The purpose of the Fourth Amendment prohibition is to safeguard the privacy and security of individuals against arbitrary invasions by governmental officials. With the right attorneys looking for the right evidence in your favor, your attorney can make the case that the checkpoint was actually an unconstitutional roadblock and you were stopped illegally and subjected to a warrantless search and seizure.

In 1987, the California Supreme Court held that sobriety checkpoints are lawful under the state and federal constitutions if they are conducted within certain limitations. In order for a Sobriety checkpoint, not be a declared unconstitutional roadblocks, each must be set up and regulated according to specific constitutional guidelines. However, the use of a checkpoint is extremely controversial because of the real danger it poses to our liberty interests, including the right to be secure in their persons, papers, and effects, against unreasonable searches and seizures as stated in the Fourth Amendment of United States Constitution and the Bill of Rights.

In 1993, the California Supreme Court said advance publicity is not a prerequisite to a constitutionally valid sobriety checkpoint, but the Court, also said in footnote number 3, "nothing in our decision should be construed to suggest that any of the eight guidelines, including advance publicity, are not relevant to a consideration of the intrusiveness of a sobriety checkpoint stop."

In 1990, the United States Supreme Court upheld the use of sobriety checkpoints, stressing the individual states' strong interest in eliminating the serious problem of drunk driving, noting the slight intrusion on drivers if subjected to a brief stop at the checkpoint, and the fact that it is for politically accountable officials to decide which reasonable law enforcement techniques should be used and that checkpoints are a reasonable technique.
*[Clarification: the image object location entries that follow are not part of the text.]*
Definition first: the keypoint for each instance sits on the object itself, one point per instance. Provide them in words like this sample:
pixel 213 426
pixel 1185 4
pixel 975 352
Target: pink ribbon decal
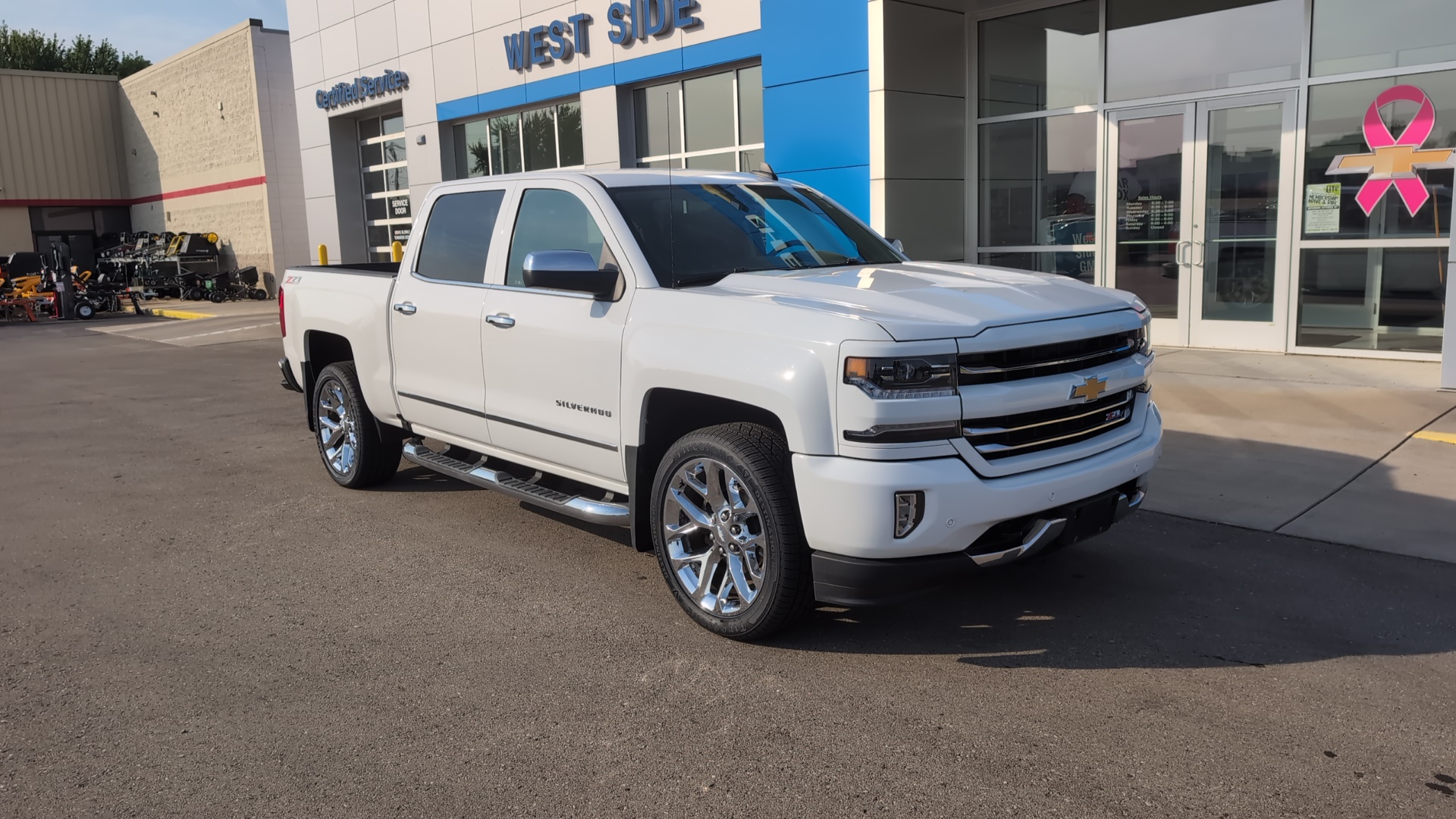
pixel 1392 159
In 2000, the United States Supreme Court ruled that vehicle checkpoints for the purpose of interdicting unlawful drugs violated the Fourth Amendment of United States Constitution, because the primary purpose of the checkpoints was indistinguishable from the general interest in crime control. The primary purpose of a sobriety checkpoint must be to "prevent and deter conduct injurious to persons and property." The United States Supreme Court noted that it has upheld brief, suspicionless seizures at a sobriety checkpoint aimed at removing drunk drivers from the road in 1990, and in other limited instances, but the United States Supreme Court has never approved a checkpoint program whose primary purpose was to detect evidence of ordinary criminal wrongdoing. The fact that it may have a secondary purpose of keeping impaired motorists off the road does not make such a checkpoint Constitutional.